John received orders from Archduke Charles on 29 April. He was urged to defend the territory he had captured, but was allowed to use his discretion. John knew that with Napoleon advancing on Vienna, his position in Italy could be flanked by enemy forces coming from the north. He decided to retreat from Italy and defend the borders of Austria in Carinthia and Carniola. After breaking all bridges over the Alpone, John began his withdrawal in the early hours of May 1, covered by Feldmarschallleutnant Johann Maria Philipp Frimont's rear guard.

After being delayed all day repairing an important bridge, Eugène's army began its pursuit on 2 May. The viceroy ordered Durutte to cross the Adige at Legnago with his division and head for Padua on the Brenta. From there he would rendezvous with troops from Venice and escort a supply train to the Piave to rejoin Eugène. Meanwhile, Frimont defeated the light brigade at Montebello Vicentino and got across the Brenta in good order while destroying the bridges. In a series of actions on 2 May, the Austrians lost 200 killed and wounded while inflicting 400 casualties on their pursuers, including Debroc wounded. However, the Franco-Italians rounded up 850 sick or straggling Austrians during the day. Frimont, General-major Franz Marziani, and General-major Ignaz Splényi each led Austrian units in separate actions on the 2nd.

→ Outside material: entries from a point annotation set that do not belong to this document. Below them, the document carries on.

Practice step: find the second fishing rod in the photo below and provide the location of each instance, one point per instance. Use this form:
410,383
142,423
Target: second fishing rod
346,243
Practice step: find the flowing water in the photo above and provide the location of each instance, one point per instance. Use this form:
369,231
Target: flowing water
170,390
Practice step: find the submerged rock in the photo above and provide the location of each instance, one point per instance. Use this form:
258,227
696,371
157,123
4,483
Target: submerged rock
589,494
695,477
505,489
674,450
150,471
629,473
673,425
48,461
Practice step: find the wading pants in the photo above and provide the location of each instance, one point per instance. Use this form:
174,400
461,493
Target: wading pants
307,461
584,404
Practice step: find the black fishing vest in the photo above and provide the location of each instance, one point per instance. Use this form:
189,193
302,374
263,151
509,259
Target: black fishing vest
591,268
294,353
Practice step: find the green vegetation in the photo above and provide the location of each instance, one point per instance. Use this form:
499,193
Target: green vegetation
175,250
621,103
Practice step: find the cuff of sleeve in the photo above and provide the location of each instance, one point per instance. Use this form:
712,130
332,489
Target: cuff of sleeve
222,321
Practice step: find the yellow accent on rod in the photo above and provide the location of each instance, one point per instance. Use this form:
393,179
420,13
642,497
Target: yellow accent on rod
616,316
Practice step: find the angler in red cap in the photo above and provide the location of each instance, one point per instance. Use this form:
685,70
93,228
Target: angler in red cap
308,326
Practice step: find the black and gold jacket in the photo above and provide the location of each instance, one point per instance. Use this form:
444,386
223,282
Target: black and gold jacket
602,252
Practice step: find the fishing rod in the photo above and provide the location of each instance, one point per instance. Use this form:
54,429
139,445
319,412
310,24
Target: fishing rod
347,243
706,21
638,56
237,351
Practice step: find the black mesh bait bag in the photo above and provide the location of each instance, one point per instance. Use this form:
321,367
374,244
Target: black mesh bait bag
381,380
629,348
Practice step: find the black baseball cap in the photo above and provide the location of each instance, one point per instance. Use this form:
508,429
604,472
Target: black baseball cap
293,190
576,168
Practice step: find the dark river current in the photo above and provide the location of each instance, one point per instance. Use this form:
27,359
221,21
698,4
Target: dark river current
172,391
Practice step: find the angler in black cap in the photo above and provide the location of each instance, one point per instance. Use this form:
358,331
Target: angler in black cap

After the rough handling of his light brigade, the viceroy expanded it into a light division and put General of Brigade Joseph Marie, Count Dessaix at its head. He added three additional voltiguer battalions, two more cannons, and the 9th Chasseurs à Cheval Regiment. The new division was destined to play a key role in Eugène's victory at the Battle of Piave River on 8 May 1809.